Par conséquent, il convient de désigner un administrateur provisoire pour l’ASL Saint Roch qui sera chargé de réunir une assemblée générale pour qu’il soit statué sur la désignation de nouveaux dirigeants et jusqu’à cette désignation de gérer provisoirement l’ASL Saint Roch, soit la SELARL FHB prise en la personne de Me [K] [G] selon mission détaillée au dispositif de la décision.
3-SUR LA DEMANDE RECONVENTIONNELLE
M.[L] ne pouvant plus se prévaloir de la qualité de Directeur de l’ASL Saint Roch du fait de l’annulation de l’assemblée générale du 24 février 2024, sa demande tendant à voir M. [R] lui remettre sous astreinte tous les documents nécessaire à la gestion courante de l’ASL, ne saurait prospérer.

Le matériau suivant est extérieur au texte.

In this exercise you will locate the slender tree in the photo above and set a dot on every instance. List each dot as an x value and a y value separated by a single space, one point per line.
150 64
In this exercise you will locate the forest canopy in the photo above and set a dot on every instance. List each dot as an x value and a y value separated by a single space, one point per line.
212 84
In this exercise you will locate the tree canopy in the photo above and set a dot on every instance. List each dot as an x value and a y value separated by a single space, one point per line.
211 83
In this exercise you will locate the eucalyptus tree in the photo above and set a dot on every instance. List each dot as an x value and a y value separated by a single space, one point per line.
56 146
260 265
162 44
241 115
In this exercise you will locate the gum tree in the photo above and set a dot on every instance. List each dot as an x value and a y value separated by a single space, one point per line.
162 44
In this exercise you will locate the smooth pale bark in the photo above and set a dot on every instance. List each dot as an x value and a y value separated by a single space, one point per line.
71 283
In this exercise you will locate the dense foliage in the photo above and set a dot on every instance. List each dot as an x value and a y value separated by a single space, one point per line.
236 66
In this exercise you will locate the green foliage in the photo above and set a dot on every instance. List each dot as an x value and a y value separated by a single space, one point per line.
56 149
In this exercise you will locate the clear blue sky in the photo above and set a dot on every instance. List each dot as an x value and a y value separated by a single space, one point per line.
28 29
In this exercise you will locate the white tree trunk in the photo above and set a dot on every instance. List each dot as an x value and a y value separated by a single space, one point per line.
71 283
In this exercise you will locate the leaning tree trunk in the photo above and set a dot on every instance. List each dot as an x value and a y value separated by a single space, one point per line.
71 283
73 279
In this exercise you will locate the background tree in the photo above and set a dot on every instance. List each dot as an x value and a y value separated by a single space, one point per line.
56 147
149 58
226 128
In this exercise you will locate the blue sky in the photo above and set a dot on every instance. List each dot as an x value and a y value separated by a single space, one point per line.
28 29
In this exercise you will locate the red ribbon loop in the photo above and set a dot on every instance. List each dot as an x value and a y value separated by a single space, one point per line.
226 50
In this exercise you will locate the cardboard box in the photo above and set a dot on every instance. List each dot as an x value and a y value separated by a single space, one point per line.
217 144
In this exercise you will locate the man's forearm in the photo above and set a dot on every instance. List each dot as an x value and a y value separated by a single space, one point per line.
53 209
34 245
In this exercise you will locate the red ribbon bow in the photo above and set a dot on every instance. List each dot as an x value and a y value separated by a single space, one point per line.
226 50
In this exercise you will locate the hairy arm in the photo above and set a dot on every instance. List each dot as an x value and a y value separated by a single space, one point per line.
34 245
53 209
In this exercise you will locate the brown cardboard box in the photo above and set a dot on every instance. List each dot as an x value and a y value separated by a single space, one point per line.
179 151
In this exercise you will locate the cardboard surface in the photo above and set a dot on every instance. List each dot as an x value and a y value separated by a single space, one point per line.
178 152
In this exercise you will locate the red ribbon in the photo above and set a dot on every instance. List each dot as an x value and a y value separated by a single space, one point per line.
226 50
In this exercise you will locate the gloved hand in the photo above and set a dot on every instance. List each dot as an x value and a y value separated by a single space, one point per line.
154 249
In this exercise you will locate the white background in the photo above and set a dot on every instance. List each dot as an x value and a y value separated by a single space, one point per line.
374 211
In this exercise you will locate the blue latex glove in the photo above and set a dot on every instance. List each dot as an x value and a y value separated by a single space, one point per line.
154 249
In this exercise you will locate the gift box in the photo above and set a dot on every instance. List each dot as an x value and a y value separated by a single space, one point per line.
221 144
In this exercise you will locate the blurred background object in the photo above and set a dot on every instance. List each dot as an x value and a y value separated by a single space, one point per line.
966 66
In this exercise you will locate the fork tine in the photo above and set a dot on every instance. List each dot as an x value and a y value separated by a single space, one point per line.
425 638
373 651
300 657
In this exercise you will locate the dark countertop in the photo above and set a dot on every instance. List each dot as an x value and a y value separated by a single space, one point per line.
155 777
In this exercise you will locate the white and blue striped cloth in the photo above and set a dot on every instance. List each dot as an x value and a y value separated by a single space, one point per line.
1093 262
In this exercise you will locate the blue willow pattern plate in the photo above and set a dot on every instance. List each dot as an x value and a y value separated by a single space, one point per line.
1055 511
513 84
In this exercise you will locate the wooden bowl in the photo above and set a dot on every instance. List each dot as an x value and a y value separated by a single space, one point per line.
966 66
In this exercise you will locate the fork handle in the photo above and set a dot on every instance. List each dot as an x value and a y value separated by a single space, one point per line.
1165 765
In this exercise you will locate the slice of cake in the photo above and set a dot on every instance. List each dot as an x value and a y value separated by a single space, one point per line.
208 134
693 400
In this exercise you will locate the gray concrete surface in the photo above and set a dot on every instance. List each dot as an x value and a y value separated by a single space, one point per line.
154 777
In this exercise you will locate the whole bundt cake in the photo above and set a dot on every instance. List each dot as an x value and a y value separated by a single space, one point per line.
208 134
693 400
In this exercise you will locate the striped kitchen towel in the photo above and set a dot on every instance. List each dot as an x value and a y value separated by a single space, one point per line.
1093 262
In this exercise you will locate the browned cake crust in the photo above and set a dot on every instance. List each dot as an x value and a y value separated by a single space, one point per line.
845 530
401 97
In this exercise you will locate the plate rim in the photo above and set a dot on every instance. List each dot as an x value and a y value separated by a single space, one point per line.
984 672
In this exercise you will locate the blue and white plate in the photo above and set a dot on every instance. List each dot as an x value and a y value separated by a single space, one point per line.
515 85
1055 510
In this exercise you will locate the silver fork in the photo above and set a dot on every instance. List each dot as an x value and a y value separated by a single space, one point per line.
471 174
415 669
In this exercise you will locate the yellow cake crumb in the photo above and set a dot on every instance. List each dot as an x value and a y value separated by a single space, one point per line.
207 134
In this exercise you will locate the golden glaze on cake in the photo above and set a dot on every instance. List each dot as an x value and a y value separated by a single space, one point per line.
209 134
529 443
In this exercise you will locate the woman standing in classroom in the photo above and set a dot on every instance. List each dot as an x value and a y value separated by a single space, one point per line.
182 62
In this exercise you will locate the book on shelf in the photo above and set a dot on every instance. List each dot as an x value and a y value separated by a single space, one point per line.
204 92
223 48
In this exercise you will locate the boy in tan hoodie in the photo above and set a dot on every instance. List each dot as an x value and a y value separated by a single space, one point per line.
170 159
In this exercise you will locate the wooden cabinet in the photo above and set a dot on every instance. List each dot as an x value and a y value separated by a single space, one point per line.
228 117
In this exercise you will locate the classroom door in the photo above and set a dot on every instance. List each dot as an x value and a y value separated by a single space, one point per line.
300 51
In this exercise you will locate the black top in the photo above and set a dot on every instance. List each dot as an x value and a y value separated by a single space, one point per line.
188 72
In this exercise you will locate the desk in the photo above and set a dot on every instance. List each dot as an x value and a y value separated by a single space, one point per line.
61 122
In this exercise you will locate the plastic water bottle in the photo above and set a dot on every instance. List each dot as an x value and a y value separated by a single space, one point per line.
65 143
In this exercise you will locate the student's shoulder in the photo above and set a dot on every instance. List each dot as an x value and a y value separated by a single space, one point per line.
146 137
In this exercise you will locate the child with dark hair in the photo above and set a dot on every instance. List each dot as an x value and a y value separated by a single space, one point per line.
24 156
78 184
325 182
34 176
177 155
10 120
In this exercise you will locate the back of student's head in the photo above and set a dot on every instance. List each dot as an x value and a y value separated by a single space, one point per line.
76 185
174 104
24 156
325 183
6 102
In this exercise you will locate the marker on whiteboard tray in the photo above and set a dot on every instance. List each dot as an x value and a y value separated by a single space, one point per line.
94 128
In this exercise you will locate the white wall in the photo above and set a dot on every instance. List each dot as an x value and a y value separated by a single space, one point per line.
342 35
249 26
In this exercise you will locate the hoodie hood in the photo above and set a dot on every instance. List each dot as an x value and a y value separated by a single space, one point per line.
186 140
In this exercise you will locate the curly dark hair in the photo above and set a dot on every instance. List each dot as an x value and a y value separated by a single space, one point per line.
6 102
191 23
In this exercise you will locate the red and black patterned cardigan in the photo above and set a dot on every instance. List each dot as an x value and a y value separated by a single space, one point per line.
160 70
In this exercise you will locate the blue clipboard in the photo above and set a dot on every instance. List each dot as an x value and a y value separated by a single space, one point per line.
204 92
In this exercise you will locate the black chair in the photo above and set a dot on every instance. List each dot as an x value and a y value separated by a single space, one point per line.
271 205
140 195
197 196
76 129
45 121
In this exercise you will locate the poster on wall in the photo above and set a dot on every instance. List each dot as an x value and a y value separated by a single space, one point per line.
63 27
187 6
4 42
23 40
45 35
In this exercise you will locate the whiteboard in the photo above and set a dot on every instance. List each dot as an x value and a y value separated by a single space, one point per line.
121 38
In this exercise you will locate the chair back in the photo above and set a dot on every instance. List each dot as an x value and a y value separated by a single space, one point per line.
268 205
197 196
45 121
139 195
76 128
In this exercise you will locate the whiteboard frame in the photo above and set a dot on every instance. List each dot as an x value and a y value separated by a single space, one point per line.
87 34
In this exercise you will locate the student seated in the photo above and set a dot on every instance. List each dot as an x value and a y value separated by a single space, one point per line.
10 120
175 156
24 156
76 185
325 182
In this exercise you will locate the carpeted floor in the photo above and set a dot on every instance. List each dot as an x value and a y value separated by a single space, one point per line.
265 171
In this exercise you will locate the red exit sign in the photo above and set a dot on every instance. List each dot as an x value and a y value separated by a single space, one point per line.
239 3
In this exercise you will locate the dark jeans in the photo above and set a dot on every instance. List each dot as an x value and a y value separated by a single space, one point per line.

Seul l’administrateur provisoire ayant désormais qualité à réclamer ces documents.
4- SUR LES DEMANDES ANNEXES
En application de l’article 696 du code de procédure civile, les dépens de la présent instance seront mis à la charge de M. [L], partie succombante, dès lors qu’aucune demande de condamnation aux dépens n’est formée à l’encontre de l’ASL Saint Roch.
En revanche, vu l’atmosphère querelleuse dans laquelle s’inscrit le litige, l’équité conduit au rejet des demandes sur le fondement de l’article 700 du code de procédure civile.
Rien ne justifie en revanche d’écarter l’exécution provisoire dont est assortie de plein droit la présente décision ainsi que rappelé à l’article 514 du code de procédure civile.
PAR CES MOTIFS
Le tribunal,
PRONONCE la nullité du procès-verbal d’assemblée générale ordinaire du 23 février 2024,
DESIGNE la SELARL FHB prise en la personne de Me [K] [G] [Adresse 5] en qualité d’administrateur provisoire de l’Association Syndicale Libre du Lotissement Saint Roch sur la commune de [Localité 4] (33) qui aura pour mission de :
— se faire remettre tous les documents utiles à sa mission,
— convoquer une assemblée générale ordinaire en vue de l’élection de nouveaux dirigeants et application des statuts,
— expédier les éventuelles affaires urgentes, dans l’attente de la tenue de la prochaine assemblée générale ordinaire régulière
FIXE à six mois la mission de l’administrateur et dit que ses frais et honoraires resteront à la charge de l’Association Syndicale Libre du lotissement Saint Roch,
DEBOUTE M. [S] [L] et l’ASL du lotissement Saint Roch de leurs demandes reconventionnelles,
CONDAMNE M. [S] [L] aux dépens de l’instance,
DEBOUTE les parties de leurs plus amples ou contraires demandes y compris sur le fondement de l’article 700 du code de procédure civile,
DIT n’y avoir lieu d’écarter l’exécution provisoire dont est assortie de plein droit la présente décision.
La présente décision est signée par Madame Patricia COLOMBET, Vice-Présidente et par Monsieur David PENICHON, Greffier.